Повеяло почти домашним теплом…

— Поднимайся, хрена ли ты там стоишь? — предложил мне Бобыльков и бросил за спину, — место гостю.

Я сел за башней, а в скором времени комбат вызвал офицеров батальона на совещание.

Бобыльков вернулся и отдал команду роте расставить машины:

— Блокируем кишлак. Расстояние между машинами семьдесят метров. Машины окопать. Прочесывать будет четвертая рота. Мы оказываем огневую поддержку, если что.

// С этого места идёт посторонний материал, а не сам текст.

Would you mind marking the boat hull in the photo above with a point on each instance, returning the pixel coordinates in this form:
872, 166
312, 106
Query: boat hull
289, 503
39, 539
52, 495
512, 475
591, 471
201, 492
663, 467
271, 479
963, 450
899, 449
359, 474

Колонна расползлась вокруг кишлака, перекрывая всякую возможность выхода оттуда. Я рассудил, что окапывание бэтээра совсем не царское дело и, не зная чем себя занять, смотрел как пыхтит пехота, ворочая лопатами. Часа через полтора машины были окопаны а возле них взвились синие дымки костров — дело шло к полудню и люди готовили пищу. Бэтээр врыли колесами в землю, спереди насыпали бруствер а сбоку, со стороны костра для командира роты постелили плащ палатку и положили сверху матрас и одеяло.

У меня от запаха потекли слюни: в трех метрах от меня пехота дожаривала в казане картошку с тушенкой и луком. Они, кажется и лавровый лист не забыли положить и запах стоял умопомрачительный. У меня засосало в желудке, так как последний раз я ел вчера в семь часов вечера на ужине еще в полку. Пехота пригласила Бобылькова снимать пробу.